Orinda is well-known in the Bay Area for being a small enclave of the super-rich, super-white, and super-Republican. The town promotes itself as being a "family-oriented community" despite the fact that 56 percent of Orinda's 17,000 residents live in households of only 1 to 2 people. The median family income ranges between $120,000 and $130,000 with the average home price well over 1 million dollars, which means if you think it's hard raising a family with San Francisco's cost of living, imagine what it's like for an average middle class or working class family in Orinda.

However, if there is at least one place in this "family-oriented", albeit sometimes deadly, community that actually is family-oriented (and inclusive of those who don't live in mansions) it is the Europa Hofbrau.

The Europa Hofbrau is a family-run restaurant that is the most kid-friendly hofbrau I've been to so far. So much so that they actually have a kid's "play station" and a back room with those old things that existed before the X-Box called "video games".

Before I set foot in Europa, I noticed from the outside that the windows were frosted and I couldn't see in. It didn't strike me at first why this was, but as soon as I stepped through the door, my glasses fogged up as if I had just walked into a steam room.

Boy, was it hot in that place!

After my glasses adjusted and I could see again, I sat down my coat and umbrella at a table in a secluded part of the restaurant and proceeded to order at the steam table. The restaurant is pretty large and for the most part is one large open room filled with tables and chair (no booths). The décor is average, plain – ok, it's boring.

It's pretty hard to say if this place has been here 30 years or if it just opened yesterday. There is a bar, but it's pretty non-descript and seemingly misplaced near the back center of the room. There are televisions for when there's a game on and the Orinda Lions Club meets there once a week, keeping in the tradition of a hofbrau as a meeting place.

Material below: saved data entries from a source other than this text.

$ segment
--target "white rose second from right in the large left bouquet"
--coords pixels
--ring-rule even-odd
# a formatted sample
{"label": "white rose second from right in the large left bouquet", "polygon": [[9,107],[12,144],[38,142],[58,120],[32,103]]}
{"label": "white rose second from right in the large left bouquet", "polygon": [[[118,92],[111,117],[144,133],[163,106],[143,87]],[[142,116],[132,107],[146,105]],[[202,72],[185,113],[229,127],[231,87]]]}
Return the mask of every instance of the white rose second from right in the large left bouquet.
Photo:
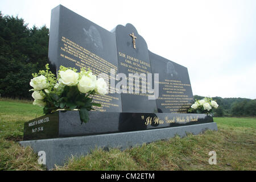
{"label": "white rose second from right in the large left bouquet", "polygon": [[96,86],[96,80],[92,77],[88,76],[82,76],[79,80],[79,84],[77,85],[77,88],[81,93],[87,93],[89,91],[92,91],[95,89]]}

As far as the food goes, the usual standards were present but there didn't seem to be a wide variety of sides. This time I went with a roasted turkey leg, mashed potatoes and gravy, and green beans (the overcooked, mushy, salty, dead green kind).

The gravy on the potatoes was exceptionally good and perhaps the best I've had so far, while the green beans were as bad as they looked. That's too bad since green beans aren't that hard to cook and keep warm without overcooking.

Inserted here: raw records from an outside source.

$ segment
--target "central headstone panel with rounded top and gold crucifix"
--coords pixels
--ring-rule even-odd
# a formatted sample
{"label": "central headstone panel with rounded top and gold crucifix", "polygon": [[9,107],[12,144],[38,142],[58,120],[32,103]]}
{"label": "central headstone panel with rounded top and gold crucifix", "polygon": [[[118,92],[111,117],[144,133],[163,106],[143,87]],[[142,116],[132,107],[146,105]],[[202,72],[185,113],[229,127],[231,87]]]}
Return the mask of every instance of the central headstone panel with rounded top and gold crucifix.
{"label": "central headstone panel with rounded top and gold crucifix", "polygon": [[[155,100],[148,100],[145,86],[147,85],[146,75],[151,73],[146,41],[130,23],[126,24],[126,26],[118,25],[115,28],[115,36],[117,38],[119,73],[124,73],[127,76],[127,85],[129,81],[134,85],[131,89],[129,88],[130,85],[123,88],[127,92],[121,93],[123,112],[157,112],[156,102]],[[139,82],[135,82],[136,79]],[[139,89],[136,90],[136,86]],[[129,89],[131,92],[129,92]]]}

You know, it's not that hofbrau food is all bad, some of it is actually simple and healthy (so long as you're not overeating, which is quiet hard to do in a hofbrau), but the cooking techniques are often stuck in the same time the hofbraus were when they first opened.

The turkey leg, for instance, was good; the meat dark and, because it was dark meat, not terribly dry. I only found that out, however, once I got to the meat through the leather-like skin. No kidding, that skin was so tough I couldn't even pull it apart with my bare hands. And frankly, you're looking at a skin eater. Crispy chicken skin, turkey skin, duck skin...it all makes me drool. Maybe I should've taken the skin with me and chewed on it like beef jerky?

While it's great that the Europa hofbrau can still eek out an existence in Orinda and remain a low-priced solution for many people with children and senior citizens, I won't be taking the BART back out there in any foreseeable future. It's just not a special destination place for me, even with the temptation of picking some more oranges.

However, I wish them all the best.


PS Guess what?! Up until now there was no entry for "hofbrau" on Wikipedia, but someone was a little busy bee this past weekend and so I present you with this! Of course, it is Wikipedia, so make the necessary additions/corrections as you see fit. If any of you know how to make it that the title page, "hofbrau", can be distinguished not as a German restaurant but as a California-specific eatery, please do so!